Figure 1. Picture of CyberBELT interface.
Figure 2. Picture of user and the CyberBELT interface
If she dislikes a clip she can interrupt it to
return to the previous collage of clips by saying "back", to go to
the next collage by saying "skip", or to go to the next chapter
by saying "next". If the viewer remains passive and does not
select a thread, CyberBELT moves on to the next chapter.
CyberBELT uses the eye gaze of the viewer at two phases of the
interaction. When the viewer is looking at a collage of icons to select
the next thread, the system reveals explanatory text under any icon
she is looking at. It explains how the thread will relate to the
previous clip and reveals a brief quote. The system reveals text
until the viewer selects a thread or until the selection period
times out and the story moves to the next chapter. CyberBELT
also uses eye tracking information to gauge the viewer's level
of attention while watching a clip. If the viewer's gaze wonders
outside the playing clip, she is not attentively watching the
clip; we assume she is not interested.
While speaking and pointing are active feedback, eye-gaze tracking
provides passive feedback. Eye-tracking is a powerful and
non-invasive way to monitor where the user is focusing her attention.
Figure 3. Picture of user and the CyberBELT interface.
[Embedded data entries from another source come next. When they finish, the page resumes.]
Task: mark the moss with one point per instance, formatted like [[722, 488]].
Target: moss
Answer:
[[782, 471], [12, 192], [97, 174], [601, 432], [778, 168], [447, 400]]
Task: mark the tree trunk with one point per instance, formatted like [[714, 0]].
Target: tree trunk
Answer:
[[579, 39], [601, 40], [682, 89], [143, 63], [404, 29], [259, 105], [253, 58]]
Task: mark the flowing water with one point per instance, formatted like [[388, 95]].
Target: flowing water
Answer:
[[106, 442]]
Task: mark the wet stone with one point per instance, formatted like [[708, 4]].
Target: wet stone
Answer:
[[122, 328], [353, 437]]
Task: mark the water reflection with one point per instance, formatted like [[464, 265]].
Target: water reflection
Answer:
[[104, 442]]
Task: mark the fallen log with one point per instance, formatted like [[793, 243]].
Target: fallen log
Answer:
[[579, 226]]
As full content representation of video is a complex task [7], we
annotated the clips with the speaker, the topics of the conversation
and the point of view of the speaker with regard to the topic.
The annotated clips create a semantic web where the proximity of
two clips is proportional to the number of annotations in common.
The annotations permit CyberBELT to present the viewer with a
collage of clips that exhibit contrast with the previous clip.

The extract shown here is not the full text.